(Kapatılan) 13. Hukuk Dairesi 2013/13166 E. , 2013/19326 K.
"İçtihat Metni"
MAHKEMESİ :Tüketici Mahkemesi
Taraflar arasındaki itirazın iptali davasının yapılan yargılaması sonunda ilamda yazılı nedenlerden dolayı davanın kabulüne yönelik olarak verilen hükmün süresi içinde taraflar avukatınca temyiz edilmesi üzerine dosya incelendi gereği konuşulup düşünüldü.
KARAR
Davacı, davalı .....A.Ş’den villa satın aldığını, davalının taşınmazı iskanı alınmış olarak sözleşmede kararlaştırılan sürede teslim etmediğini, sözleşme hükmüne göre hesaplanan gecikme tazminatının tahsili için başlatılan icra takibine de haksız itiraz edildiğini ileri sürerek, itirazın iptali ile %40 icra inkar tazminatına karar verilmesini istemiştir.
Davalılar, davanın reddini dilemişlerdir.
Mahkemece, davanın kabulüne, 12.258 USD karşılığı TL asıl alacak üzerinden takibin devamına, itirazın bu miktar yönünden iptaline, alacak tespiti yargılamaya bağlı olduğundan icra inkar tazminatı talebinin reddine karar verilmiş; hüküm, taraflarca temyiz edilmiştir.

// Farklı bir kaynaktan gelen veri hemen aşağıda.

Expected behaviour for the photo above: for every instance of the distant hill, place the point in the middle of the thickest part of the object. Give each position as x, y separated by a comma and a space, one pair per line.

1-Dosyadaki yazılara, kararın dayandığı delillerle yasaya uygun gerektirici nedenlere ve özellikle delillerin takdirinde bir isabetsizlik bulunmamasına göre davalıların tüm temyiz itirazlarının reddi gerekir.
2-İcra ve İflas Kanunu’nun 67.maddesinin 2.fıkrası hükmünce, icra inkar tazminatına hükmedilebilmesi için, borçlunun takip sırasında ödeme emrine itiraz etmesi ve alacaklının alacağını mahkemede dava ederek haklı çıkması yasal koşullardandır. Borçlunun itirazının kötü niyetli olması ise yasal koşul değildir. İcra inkar tazminatı, aleyhindeki icra takibine itiraz eden ve işin çabuk bitirilmesine engel olan borçluya karşı konulmuş bir
yaptırımdır. Bunlardan başka, alacağın likit ve belli olması da gerekir. Alacağın gerçek miktarı belli, sabit veya borçlu tarafından belirlenebilmesi için bütün unsurlar bilinmekte ya da bilinmesi gerekmekte, böylece borçlu tarafından borcun tutarının tahkik ve tayini mümkün ise; başka bir ifadeyle borçlu yalnız başına ne kadar borçlu olduğunu tespit edebilir durumda ise alacağın likit ve muayyen olduğunun kabulü zorunludur. Öte yandan, alacağın muhakkak bir belgeye bağlı olması da şart değildir. Açıklanan yasal kuralların ışığında takip konusu alacak değerlendirildiğinde, kabul edilen asıl alacak miktarı üzerinden icra inkar tazminatına hükmedilmesi gerekir. Mahkemece, yanlış değerlendirme ile bu istemin reddine karar verilmesi usule ve yasaya aykırı olup bozma nedenidir. Ne var ki, bu yanlışlığın düzeltilmesi yeniden yargılama yapılmasını gerektirmediğinden hükmün düzeltilerek onanması HUMK’nun 438/7 maddesi hükmü gereğidir.
SONUÇ: 1. bent gereğince davalıların tüm temyiz itirazlarının reddine, 2. bentte açıklanan nedenlerle kararın ‘Hüküm’ başlıklı bölümünün, (2) nolu bendinde yazılı “Alacak tespiti yargılamaya bağlı olduğundan icra inkar talebinin reddine” sözlerinin karardan çıkarılarak yerine, “Asıl alacağın %40’ı oranında icra inkar tazminatının davalılardan alınarak davacıya verilmesine” söz ve rakamlarının yazılmasına, hükmün düzeltilmiş bu şekliyle ONANMASINA, 682.95 TL kalan harcın davalılardan alınmasına, peşin alınan 21.15 TL temyiz harcın davacıya iadesine, HUMK’nun 440/1 maddesi uyarınca tebliğden itibaren 15 gün içerisinde karar düzeltme yolu açık olmak üzere, 10.7.2013 gününde oybirliğiyle karar verildi.